TOKYO – Organizers of the Tokyo Olympics, already facing rising costs and significant public opposition to this summer’s Games, faced a new furor on Wednesday after the chairman of the Tokyo organizing committee suggested that women talk too much at meetings.
The president, Yoshiro Mori, provoked a negative reaction on social media after news of his comments surfaced humiliating women during an executive meeting of the Japanese Olympic Committee that was held online.
“In councils with many women, council meetings take a long time,” said Mori, 83, laughing, according to a report by Asahi Shimbun, one of the country’s largest daily newspapers. “Women have a strong sense of competition. If one person raises his hand, others probably think, I also need to say something. That’s why everyone talks. “
Mori, a former prime minister, was responding to a question asking him to comment on the Olympic Committee’s plan to increase the number of women on the council to more than 40% of the total.
“It is necessary to regulate the speaking time to a certain extent,” said Mori. “Or else we will never be able to finish.”
The reports were released at a time when Olympic organizers were issuing guidelines to reassure citizens and visitors that they could ensure the safety of athletes and others during the rescheduled Games this summer.
On Twitter, users quickly started calling Mori resign. Others suggested that Mori’s age and outdated attitude was the real problem.
Mori, who has often been the public face of the Tokyo organizing committee for insisting that the Games must continue in the midst of a global pandemic, seemed to make an exception for women who are currently members of the Tokyo organizing committee. These women, he suggested, are able to speak an extension that meets their standards of brevity.
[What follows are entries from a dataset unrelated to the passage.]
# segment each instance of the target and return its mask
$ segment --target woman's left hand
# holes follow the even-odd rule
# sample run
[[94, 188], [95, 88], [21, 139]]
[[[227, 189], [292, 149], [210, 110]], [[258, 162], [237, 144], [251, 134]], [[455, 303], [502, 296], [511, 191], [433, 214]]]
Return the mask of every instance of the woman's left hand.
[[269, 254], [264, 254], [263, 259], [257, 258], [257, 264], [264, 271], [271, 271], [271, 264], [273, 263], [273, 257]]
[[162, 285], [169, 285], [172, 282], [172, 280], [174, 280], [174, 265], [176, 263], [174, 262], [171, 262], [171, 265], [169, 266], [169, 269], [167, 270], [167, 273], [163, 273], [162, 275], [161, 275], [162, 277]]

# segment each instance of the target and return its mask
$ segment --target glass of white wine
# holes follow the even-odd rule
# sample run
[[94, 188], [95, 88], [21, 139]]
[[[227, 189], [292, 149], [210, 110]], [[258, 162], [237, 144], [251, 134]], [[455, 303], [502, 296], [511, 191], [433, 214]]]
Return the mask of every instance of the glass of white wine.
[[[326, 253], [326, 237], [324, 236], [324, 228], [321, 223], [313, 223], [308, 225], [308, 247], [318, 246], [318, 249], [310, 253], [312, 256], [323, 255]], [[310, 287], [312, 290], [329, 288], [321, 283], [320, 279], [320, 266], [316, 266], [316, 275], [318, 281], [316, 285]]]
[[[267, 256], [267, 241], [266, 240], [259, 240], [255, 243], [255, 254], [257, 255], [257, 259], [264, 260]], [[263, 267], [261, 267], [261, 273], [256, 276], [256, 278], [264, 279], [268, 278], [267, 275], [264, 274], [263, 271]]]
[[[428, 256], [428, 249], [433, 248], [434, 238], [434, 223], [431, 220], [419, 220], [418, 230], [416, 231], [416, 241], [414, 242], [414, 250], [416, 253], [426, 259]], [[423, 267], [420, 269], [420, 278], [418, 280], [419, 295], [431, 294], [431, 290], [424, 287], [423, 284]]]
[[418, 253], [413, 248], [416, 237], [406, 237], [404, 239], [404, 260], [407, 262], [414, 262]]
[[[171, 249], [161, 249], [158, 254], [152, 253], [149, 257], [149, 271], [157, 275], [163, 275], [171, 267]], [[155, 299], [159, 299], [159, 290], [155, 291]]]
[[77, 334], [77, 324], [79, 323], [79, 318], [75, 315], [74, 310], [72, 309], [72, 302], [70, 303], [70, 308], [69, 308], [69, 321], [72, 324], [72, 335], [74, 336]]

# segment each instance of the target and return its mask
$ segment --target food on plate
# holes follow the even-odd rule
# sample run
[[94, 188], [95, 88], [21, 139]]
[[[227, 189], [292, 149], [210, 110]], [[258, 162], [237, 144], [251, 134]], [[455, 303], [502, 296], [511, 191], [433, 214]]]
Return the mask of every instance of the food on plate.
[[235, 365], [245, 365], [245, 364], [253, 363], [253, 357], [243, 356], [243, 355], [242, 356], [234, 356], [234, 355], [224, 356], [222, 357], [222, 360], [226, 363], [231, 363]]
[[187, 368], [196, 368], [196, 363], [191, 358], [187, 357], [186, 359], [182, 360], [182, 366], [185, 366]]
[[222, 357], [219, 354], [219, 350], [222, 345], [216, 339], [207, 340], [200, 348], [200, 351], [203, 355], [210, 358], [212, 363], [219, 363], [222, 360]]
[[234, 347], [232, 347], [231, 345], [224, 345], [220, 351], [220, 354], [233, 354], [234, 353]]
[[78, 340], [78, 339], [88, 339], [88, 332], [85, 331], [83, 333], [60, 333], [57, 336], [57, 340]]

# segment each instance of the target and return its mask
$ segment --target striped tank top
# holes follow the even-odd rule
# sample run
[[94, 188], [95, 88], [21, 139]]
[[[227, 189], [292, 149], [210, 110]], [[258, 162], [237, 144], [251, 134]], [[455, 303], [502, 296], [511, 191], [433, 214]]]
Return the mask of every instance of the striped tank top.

These women “have experienced international arenas,” he said. “That’s why their conversation is sophisticated, it gets to the point and they are very useful.”
With just over five months to go before the Games, on July 23, Tokyo remains in a state of emergency and vaccination of the public has not yet begun. Mori and the committee face many challenges to persuade an audience that has repeatedly demonstrated that it strongly opposes Japan hosting the Games this summer. In a poll last month, 77 percent of the country was in favor of canceling or postponing the Games.
Masa Takaya, a spokeswoman for the Tokyo organizing committee, said she had no comment on Mori’s comments on women.
On social media, amid calls for Mori’s resignation, others expressed dismay not only at his comments, but because no one at the meeting had objected at the time.
“This is nothing more than discrimination against women”, I wrote a Twitter user. “He must resign immediately. But the problem is that no one stopped him. The biggest news is that he said this in the official place of the JOC meeting, where the reporters were present, and that no one prevented discrimination ”.